Vauxhall, Peugeot and Citroen to share platforms

Vauxhall Zafira
25 Oct, 2012 3:13pm Tom Phillips

General Motors and PSA may develop four new platforms from 2016

Peugeot, Citroen and Vauxhall have signed an agreement which could lead to the co-development of four new car platforms. The first cars developed through the new deal could arrive by the end of 2016, while the firms claim that the agreement has the potential to save a collective $2billion a year within five years.

So far, spokesmen from both General Motors and PSA Peugeot Citroen are unable to confirm details as to exactly which new cars will be affected by the plans.

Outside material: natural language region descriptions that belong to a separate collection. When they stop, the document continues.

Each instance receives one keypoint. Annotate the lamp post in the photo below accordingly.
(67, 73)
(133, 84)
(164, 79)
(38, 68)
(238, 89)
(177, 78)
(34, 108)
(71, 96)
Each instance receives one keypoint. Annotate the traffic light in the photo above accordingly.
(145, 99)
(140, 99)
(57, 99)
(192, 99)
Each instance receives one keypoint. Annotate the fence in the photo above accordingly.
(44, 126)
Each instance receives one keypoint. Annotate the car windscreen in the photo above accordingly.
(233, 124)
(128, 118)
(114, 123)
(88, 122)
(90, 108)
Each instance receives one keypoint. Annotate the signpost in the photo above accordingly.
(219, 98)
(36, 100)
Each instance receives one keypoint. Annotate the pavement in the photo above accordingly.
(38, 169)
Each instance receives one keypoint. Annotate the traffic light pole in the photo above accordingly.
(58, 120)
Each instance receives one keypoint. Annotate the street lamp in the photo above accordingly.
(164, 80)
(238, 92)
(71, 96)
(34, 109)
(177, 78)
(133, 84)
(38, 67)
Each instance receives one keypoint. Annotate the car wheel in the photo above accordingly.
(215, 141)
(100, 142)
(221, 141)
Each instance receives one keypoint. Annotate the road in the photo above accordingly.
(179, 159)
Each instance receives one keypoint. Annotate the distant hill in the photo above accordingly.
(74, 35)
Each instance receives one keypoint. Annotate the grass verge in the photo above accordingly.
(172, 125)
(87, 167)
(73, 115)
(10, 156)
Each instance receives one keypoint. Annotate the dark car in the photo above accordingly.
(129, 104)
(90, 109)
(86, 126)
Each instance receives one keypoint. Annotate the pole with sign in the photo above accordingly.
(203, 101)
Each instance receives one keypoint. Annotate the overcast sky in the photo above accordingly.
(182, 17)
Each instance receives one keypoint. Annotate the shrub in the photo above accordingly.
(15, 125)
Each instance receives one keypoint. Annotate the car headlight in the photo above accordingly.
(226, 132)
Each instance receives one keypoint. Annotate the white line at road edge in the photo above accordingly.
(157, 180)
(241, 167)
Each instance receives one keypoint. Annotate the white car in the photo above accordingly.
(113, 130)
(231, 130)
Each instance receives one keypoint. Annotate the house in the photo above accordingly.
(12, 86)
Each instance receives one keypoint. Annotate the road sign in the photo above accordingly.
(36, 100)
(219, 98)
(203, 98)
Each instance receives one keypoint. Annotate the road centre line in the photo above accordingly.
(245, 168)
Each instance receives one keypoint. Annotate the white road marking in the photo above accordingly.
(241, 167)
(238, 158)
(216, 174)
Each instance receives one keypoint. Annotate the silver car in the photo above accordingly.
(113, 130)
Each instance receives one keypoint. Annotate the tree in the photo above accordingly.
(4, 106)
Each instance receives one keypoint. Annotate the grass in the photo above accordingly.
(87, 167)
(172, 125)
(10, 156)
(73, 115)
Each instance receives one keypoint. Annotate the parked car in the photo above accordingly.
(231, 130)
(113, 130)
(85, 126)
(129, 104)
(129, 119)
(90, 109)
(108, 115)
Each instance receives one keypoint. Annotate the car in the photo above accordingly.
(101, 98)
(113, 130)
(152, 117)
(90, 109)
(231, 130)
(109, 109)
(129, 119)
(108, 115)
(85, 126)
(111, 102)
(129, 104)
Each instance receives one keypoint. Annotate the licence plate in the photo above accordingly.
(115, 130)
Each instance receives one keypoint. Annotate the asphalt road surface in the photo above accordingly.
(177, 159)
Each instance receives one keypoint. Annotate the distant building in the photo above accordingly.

However, they have given a rough indication of the four platforms which the firms could work together to develop and thus cut costs:

One platform may underpin both a “compact-class Multi-Purpose Van” for Vauxhall (perhaps along the lines of the next Vauxhall Combo, replacing the current vehicle co-developed with Fiat) and “a compact-class Crossover Utility Vehicle for the Peugeot brand.” This is likely to be along the lines of a replacement for the 4007, the current version of which was developed with Mitsubishi.

The firms are also planning a joint small MPV platform, which uses Citroen's know-how in building small, well packaged and good value people carriers. This could be used to underpin the next Citroen C3 Picasso and Meriva.

The third platform to be investigated will be “an upgraded low CO2 small car segment platform to feed Vauxhall’s and PSA’s next-generation of cars in Europe and other regions.” This translates as a platform that could underpin the next, next generation of Vauxhall Corsa and Adam, the Peugeot 208 and the Citroen C3 and DS3.

Finally, there’s a likelihood that the next Vauxhall Insignia, Peugeot 508 and Citroen C5 will also share a platform in order to make the sales numbers work, as buyers shun traditional mainstream saloons in favour of crossovers and smaller cars sold by more premium brands. This platform could also be used to underpin Astra, 308 and C4-sized cars, too.

A spokesman for the GM side of the deal did say that "nothing is cast in stone... the agreement is more about identifying platforms where savings could be made, then getting together as a team and going to the supply base."

He added that there's plenty of willingness to see the deal work out, with the potential for an announcement about the project's future "within the next six months."